The tool detects regions where text likely exists based on contrast patterns, but it does not perform optical character recognition (OCR). Text areas in the generated HTML contain placeholder text rather than the actual text from the screenshot. You will manually replace placeholder content with your real text.
. The color palette extraction works independently of the code generation. Upload any image, whether it is a screenshot, photograph, logo, or artwork, and the palette section will display the dominant colors as clickable swatches. Click any swatch to copy its hex color code. This is useful for brand color identification, design inspiration, and creating cohesive color schemes.
The tool uses color boundary detection rather than AI-powered visual recognition. It works best with designs that have clear, distinct sections separated by color changes. Designs with subtle gradients, background images, or sections that share the same color may not be distinguished. The output provides a close approximation that serves as a development starting point rather than a pixel- reproduction.
March 19, 2026
March 19, 2026 by Michael Lip
Update History
March 19, 2026 - Initial release with full functionality March 19, 2026 - Added FAQ section and schema markup March 19, 2026 - Performance and accessibility improvements
Quick Facts
HTML/CSS
Code output
AI-powered
Layout detection
Responsive
Mobile-ready code
Instant
Conversion speed
Wikipedia
A screenshot is an analog or digital image that shows the contents of a computer display. A screenshot is created by a (film) camera shooting the screen or the operating system or software running on the device powering the display.
Source: Wikipedia - Screenshot · Verified March 19, 2026
March 19, 2026
March 19, 2026 by Michael Lip
March 19, 2026
March 19, 2026 by Michael Lip
Last updated: March 19, 2026
Last verified working: March 19, 2026 by Michael Lip
I've spent quite a bit of time refining this screenshot to code - it's one of those tools that seems simple on the surface but has a lot of edge cases you don't think about until you're actually using it. I tested it on my own projects before publishing, and I've been tweaking it based on feedback ever since. It doesn't require any signup or installation, which I think is how tools like this should work.

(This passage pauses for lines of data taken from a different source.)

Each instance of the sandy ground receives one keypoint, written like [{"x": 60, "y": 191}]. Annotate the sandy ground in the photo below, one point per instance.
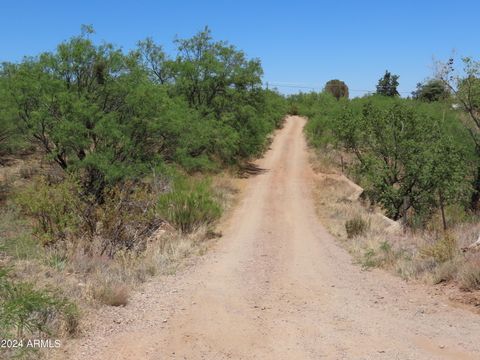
[{"x": 276, "y": 286}]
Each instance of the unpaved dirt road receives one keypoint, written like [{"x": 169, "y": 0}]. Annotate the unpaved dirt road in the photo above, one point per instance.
[{"x": 276, "y": 286}]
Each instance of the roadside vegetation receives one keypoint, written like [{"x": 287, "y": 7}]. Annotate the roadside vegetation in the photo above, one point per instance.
[
  {"x": 111, "y": 167},
  {"x": 416, "y": 160}
]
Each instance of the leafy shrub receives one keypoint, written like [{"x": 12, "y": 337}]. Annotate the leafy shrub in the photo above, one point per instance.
[
  {"x": 56, "y": 208},
  {"x": 356, "y": 226},
  {"x": 25, "y": 310},
  {"x": 442, "y": 250},
  {"x": 126, "y": 219},
  {"x": 189, "y": 205}
]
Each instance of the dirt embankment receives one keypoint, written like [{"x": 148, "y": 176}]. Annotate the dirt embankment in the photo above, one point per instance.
[{"x": 277, "y": 286}]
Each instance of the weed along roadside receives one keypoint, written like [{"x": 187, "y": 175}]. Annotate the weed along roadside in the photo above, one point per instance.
[
  {"x": 430, "y": 241},
  {"x": 193, "y": 199},
  {"x": 112, "y": 174}
]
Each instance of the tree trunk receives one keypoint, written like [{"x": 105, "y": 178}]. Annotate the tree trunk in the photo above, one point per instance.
[
  {"x": 442, "y": 209},
  {"x": 475, "y": 199}
]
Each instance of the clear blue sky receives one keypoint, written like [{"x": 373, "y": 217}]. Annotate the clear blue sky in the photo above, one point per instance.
[{"x": 299, "y": 42}]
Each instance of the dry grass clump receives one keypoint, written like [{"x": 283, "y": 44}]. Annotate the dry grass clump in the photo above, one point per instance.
[
  {"x": 356, "y": 226},
  {"x": 375, "y": 241},
  {"x": 100, "y": 262},
  {"x": 442, "y": 250}
]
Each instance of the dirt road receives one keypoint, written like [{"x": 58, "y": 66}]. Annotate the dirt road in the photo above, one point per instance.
[{"x": 276, "y": 286}]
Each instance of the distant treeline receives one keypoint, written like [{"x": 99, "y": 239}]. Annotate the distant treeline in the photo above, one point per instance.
[
  {"x": 107, "y": 115},
  {"x": 415, "y": 157}
]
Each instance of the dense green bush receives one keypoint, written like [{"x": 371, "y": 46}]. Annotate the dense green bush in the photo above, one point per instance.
[
  {"x": 26, "y": 311},
  {"x": 56, "y": 209},
  {"x": 109, "y": 116},
  {"x": 411, "y": 157}
]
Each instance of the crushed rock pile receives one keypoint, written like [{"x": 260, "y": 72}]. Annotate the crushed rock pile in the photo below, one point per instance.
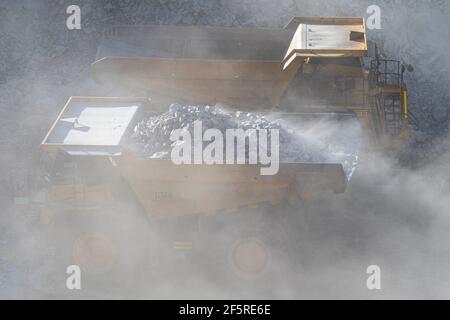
[{"x": 151, "y": 137}]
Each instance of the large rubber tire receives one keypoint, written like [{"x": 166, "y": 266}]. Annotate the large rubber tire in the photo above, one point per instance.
[
  {"x": 251, "y": 250},
  {"x": 111, "y": 247}
]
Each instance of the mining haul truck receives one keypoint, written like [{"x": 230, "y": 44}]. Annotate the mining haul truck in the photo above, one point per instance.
[{"x": 314, "y": 68}]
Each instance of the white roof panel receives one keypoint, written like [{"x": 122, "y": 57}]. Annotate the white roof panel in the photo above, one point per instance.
[{"x": 92, "y": 122}]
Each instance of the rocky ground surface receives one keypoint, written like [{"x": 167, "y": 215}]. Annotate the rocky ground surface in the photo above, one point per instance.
[{"x": 42, "y": 63}]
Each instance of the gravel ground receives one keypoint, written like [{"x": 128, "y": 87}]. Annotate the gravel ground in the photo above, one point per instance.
[{"x": 42, "y": 64}]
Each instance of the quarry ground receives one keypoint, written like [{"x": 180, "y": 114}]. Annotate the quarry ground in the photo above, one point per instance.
[{"x": 395, "y": 216}]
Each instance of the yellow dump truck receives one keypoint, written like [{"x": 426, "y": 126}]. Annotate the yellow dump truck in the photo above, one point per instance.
[{"x": 314, "y": 68}]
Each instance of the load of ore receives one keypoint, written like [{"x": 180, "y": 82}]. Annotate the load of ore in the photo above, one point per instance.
[{"x": 151, "y": 137}]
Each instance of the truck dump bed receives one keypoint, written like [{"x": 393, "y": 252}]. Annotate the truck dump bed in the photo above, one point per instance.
[
  {"x": 248, "y": 68},
  {"x": 98, "y": 127}
]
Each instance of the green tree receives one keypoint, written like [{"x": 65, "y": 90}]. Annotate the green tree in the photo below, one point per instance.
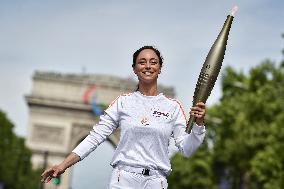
[{"x": 15, "y": 166}]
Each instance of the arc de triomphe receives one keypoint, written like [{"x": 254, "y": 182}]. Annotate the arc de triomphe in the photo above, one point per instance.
[{"x": 60, "y": 117}]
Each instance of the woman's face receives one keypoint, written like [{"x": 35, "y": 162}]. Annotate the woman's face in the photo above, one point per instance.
[{"x": 147, "y": 66}]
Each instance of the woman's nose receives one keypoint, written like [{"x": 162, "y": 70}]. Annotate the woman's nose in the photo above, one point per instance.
[{"x": 148, "y": 64}]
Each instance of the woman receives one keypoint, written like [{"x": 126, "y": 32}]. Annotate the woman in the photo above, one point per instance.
[{"x": 147, "y": 120}]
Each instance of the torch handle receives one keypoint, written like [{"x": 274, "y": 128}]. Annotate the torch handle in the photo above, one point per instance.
[{"x": 189, "y": 124}]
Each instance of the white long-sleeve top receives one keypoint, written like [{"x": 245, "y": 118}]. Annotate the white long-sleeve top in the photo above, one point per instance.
[{"x": 147, "y": 123}]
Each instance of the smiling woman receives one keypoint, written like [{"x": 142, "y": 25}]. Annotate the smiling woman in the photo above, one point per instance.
[{"x": 147, "y": 120}]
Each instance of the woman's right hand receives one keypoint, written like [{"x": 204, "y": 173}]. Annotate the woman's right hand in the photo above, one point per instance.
[{"x": 52, "y": 172}]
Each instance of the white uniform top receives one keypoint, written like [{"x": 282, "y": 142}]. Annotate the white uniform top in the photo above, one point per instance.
[{"x": 147, "y": 123}]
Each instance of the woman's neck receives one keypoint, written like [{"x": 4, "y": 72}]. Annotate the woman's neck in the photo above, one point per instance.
[{"x": 148, "y": 90}]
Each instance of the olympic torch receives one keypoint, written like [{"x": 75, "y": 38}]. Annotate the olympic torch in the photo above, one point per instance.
[{"x": 211, "y": 66}]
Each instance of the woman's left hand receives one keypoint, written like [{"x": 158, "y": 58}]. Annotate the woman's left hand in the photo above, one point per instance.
[{"x": 198, "y": 111}]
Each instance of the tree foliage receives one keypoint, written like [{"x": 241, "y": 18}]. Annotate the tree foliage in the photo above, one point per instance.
[
  {"x": 15, "y": 166},
  {"x": 245, "y": 133}
]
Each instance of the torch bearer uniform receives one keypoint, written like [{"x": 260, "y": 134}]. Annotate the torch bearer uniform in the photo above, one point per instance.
[{"x": 141, "y": 159}]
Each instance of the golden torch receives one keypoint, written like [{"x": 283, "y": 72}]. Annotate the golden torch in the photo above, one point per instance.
[{"x": 211, "y": 66}]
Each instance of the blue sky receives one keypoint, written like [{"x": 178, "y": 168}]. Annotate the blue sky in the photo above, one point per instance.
[{"x": 101, "y": 36}]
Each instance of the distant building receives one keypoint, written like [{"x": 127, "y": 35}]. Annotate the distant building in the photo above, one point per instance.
[{"x": 60, "y": 113}]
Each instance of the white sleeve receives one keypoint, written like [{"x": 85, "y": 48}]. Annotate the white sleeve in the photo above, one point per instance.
[
  {"x": 187, "y": 143},
  {"x": 107, "y": 124}
]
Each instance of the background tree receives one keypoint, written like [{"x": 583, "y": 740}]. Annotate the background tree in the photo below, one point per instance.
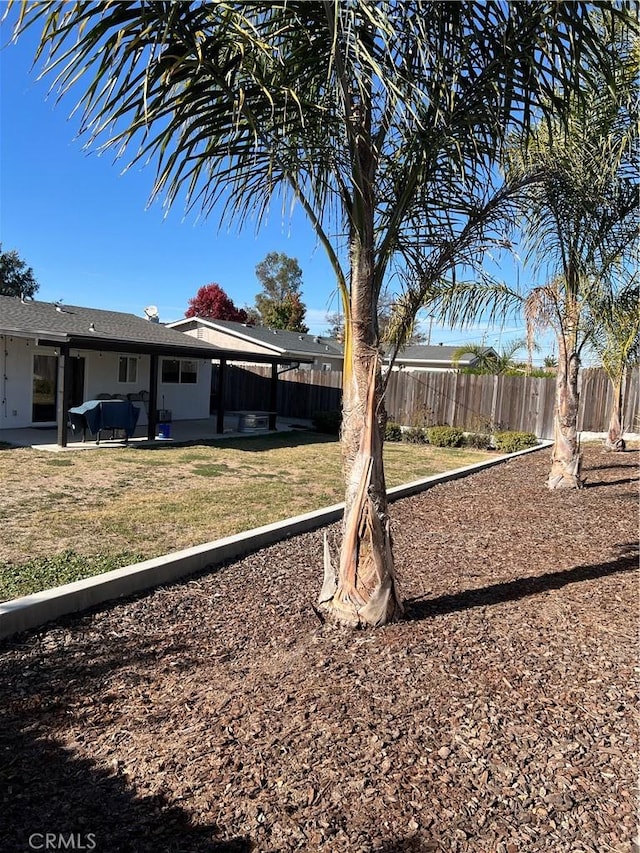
[
  {"x": 616, "y": 340},
  {"x": 279, "y": 303},
  {"x": 212, "y": 303},
  {"x": 16, "y": 278},
  {"x": 581, "y": 220},
  {"x": 383, "y": 120}
]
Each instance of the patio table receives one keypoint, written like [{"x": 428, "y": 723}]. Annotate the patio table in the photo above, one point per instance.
[{"x": 99, "y": 415}]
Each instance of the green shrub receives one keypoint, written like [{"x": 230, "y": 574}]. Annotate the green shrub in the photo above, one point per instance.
[
  {"x": 415, "y": 435},
  {"x": 511, "y": 442},
  {"x": 329, "y": 421},
  {"x": 392, "y": 431},
  {"x": 444, "y": 436},
  {"x": 478, "y": 440},
  {"x": 40, "y": 573}
]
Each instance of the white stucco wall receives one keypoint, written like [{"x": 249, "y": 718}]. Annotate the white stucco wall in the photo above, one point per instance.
[
  {"x": 187, "y": 401},
  {"x": 16, "y": 381}
]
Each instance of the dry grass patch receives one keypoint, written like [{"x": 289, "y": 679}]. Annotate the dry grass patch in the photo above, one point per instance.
[{"x": 101, "y": 504}]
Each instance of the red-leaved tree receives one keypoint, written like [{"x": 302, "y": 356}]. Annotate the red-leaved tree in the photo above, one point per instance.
[{"x": 212, "y": 303}]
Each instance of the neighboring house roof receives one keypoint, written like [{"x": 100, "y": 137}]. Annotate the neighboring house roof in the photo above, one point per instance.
[
  {"x": 92, "y": 328},
  {"x": 278, "y": 341},
  {"x": 439, "y": 355}
]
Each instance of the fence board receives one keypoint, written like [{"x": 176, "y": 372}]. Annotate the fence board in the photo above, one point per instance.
[{"x": 424, "y": 398}]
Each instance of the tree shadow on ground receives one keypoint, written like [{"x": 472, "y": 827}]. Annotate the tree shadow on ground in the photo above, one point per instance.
[
  {"x": 625, "y": 481},
  {"x": 50, "y": 797},
  {"x": 419, "y": 608},
  {"x": 250, "y": 443}
]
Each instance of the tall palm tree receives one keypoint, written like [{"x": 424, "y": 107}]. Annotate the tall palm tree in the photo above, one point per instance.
[
  {"x": 581, "y": 222},
  {"x": 382, "y": 119},
  {"x": 617, "y": 343}
]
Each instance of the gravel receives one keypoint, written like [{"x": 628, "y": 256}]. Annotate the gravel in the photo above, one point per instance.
[{"x": 221, "y": 714}]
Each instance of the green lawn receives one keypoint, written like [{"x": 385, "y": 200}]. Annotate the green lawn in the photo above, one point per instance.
[{"x": 73, "y": 515}]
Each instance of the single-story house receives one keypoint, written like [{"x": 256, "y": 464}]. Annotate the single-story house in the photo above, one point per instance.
[
  {"x": 312, "y": 351},
  {"x": 56, "y": 356},
  {"x": 438, "y": 358}
]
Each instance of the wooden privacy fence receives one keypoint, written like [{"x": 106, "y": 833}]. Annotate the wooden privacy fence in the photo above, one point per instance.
[{"x": 422, "y": 398}]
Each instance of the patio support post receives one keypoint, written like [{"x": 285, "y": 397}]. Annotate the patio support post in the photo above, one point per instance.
[
  {"x": 222, "y": 382},
  {"x": 273, "y": 397},
  {"x": 153, "y": 398},
  {"x": 64, "y": 388}
]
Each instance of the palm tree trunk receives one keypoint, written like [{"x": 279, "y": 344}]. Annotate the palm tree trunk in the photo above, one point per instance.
[
  {"x": 566, "y": 459},
  {"x": 614, "y": 440},
  {"x": 364, "y": 591}
]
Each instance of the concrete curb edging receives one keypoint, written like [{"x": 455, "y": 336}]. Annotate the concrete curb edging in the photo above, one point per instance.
[{"x": 33, "y": 611}]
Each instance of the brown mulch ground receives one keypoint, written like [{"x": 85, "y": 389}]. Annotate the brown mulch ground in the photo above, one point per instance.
[{"x": 221, "y": 715}]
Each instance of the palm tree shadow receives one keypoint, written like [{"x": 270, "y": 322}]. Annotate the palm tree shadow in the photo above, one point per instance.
[
  {"x": 46, "y": 792},
  {"x": 625, "y": 481},
  {"x": 418, "y": 608}
]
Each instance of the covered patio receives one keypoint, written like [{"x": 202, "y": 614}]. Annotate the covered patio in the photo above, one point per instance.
[{"x": 204, "y": 429}]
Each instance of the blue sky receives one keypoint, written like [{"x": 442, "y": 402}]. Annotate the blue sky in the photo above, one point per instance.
[{"x": 86, "y": 230}]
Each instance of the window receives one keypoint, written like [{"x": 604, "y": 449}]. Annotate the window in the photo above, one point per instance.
[
  {"x": 188, "y": 372},
  {"x": 179, "y": 372},
  {"x": 127, "y": 369}
]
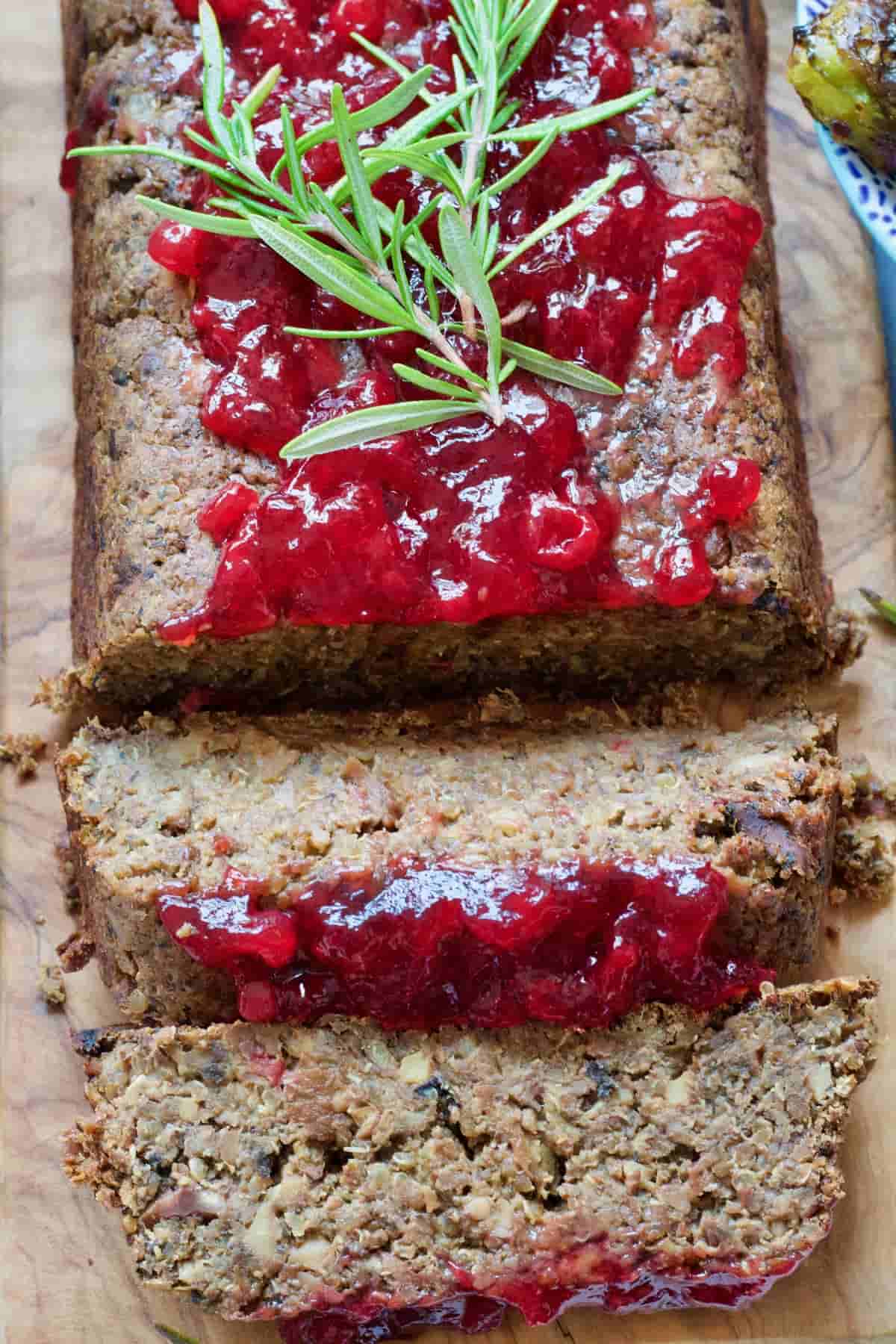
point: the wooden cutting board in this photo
(69, 1278)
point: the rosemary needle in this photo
(880, 605)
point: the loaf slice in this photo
(474, 866)
(146, 465)
(679, 1159)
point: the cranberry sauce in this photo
(620, 1289)
(576, 944)
(469, 519)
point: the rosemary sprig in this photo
(358, 249)
(880, 605)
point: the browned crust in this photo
(383, 1163)
(503, 784)
(141, 437)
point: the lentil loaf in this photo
(276, 1171)
(307, 800)
(146, 464)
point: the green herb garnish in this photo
(175, 1337)
(358, 249)
(882, 605)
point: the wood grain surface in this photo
(65, 1263)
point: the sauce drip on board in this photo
(620, 1289)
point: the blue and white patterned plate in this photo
(872, 195)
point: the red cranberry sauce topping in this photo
(579, 944)
(620, 1289)
(465, 520)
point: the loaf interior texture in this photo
(267, 1169)
(146, 464)
(312, 796)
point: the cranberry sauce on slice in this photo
(467, 520)
(579, 944)
(618, 1289)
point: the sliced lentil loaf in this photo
(276, 1171)
(311, 799)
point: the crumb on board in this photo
(70, 893)
(52, 986)
(75, 952)
(23, 752)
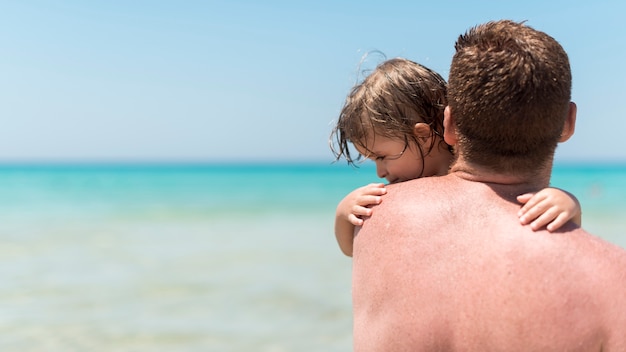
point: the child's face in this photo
(399, 159)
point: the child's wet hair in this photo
(398, 94)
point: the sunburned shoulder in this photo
(423, 189)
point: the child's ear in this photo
(421, 130)
(449, 131)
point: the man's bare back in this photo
(445, 265)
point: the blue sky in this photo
(257, 80)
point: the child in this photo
(395, 118)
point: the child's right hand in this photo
(356, 205)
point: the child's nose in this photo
(381, 171)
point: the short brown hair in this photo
(509, 91)
(398, 94)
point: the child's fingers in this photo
(544, 219)
(560, 220)
(530, 201)
(530, 212)
(368, 200)
(524, 197)
(377, 189)
(359, 211)
(354, 220)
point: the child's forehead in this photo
(373, 142)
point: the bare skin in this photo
(444, 265)
(550, 207)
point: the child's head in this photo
(395, 117)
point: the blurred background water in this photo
(198, 257)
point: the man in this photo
(443, 264)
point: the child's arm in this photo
(550, 206)
(350, 211)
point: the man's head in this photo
(509, 94)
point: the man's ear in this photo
(421, 130)
(570, 123)
(449, 130)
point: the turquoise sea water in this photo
(198, 257)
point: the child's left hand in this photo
(550, 207)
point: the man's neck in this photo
(513, 184)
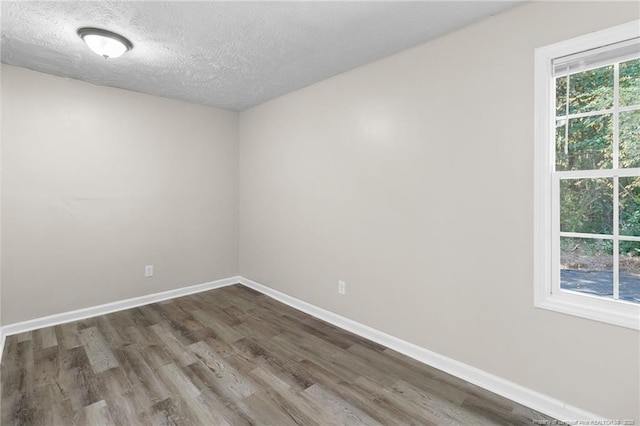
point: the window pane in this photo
(590, 144)
(561, 96)
(629, 190)
(630, 271)
(586, 265)
(630, 82)
(591, 90)
(586, 206)
(630, 139)
(562, 149)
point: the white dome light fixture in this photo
(105, 43)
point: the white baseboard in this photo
(107, 308)
(520, 394)
(513, 391)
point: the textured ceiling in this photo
(231, 55)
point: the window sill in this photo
(616, 312)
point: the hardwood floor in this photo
(228, 356)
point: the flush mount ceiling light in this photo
(105, 43)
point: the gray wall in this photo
(98, 182)
(412, 179)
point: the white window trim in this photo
(617, 312)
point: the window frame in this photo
(547, 294)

| Package | Weekly Downloads | Version |
|---|---|---|
| lodash | 12.3M | 4.17.21 |
| underscore | 1.8M | 1.13.6 |
Data from npmjs.org. Updated March 2026.
The Screenshot To Code lets you convert website screenshots into HTML and CSS code. a professional, student, or hobbyist, this tool is save you time and deliver accurate results without requiring any downloads or sign-ups.
by Michael Lip, this tool runs 100% client-side in your browser. No data is ever uploaded or sent to any server, ensuring complete privacy and security for all your inputs.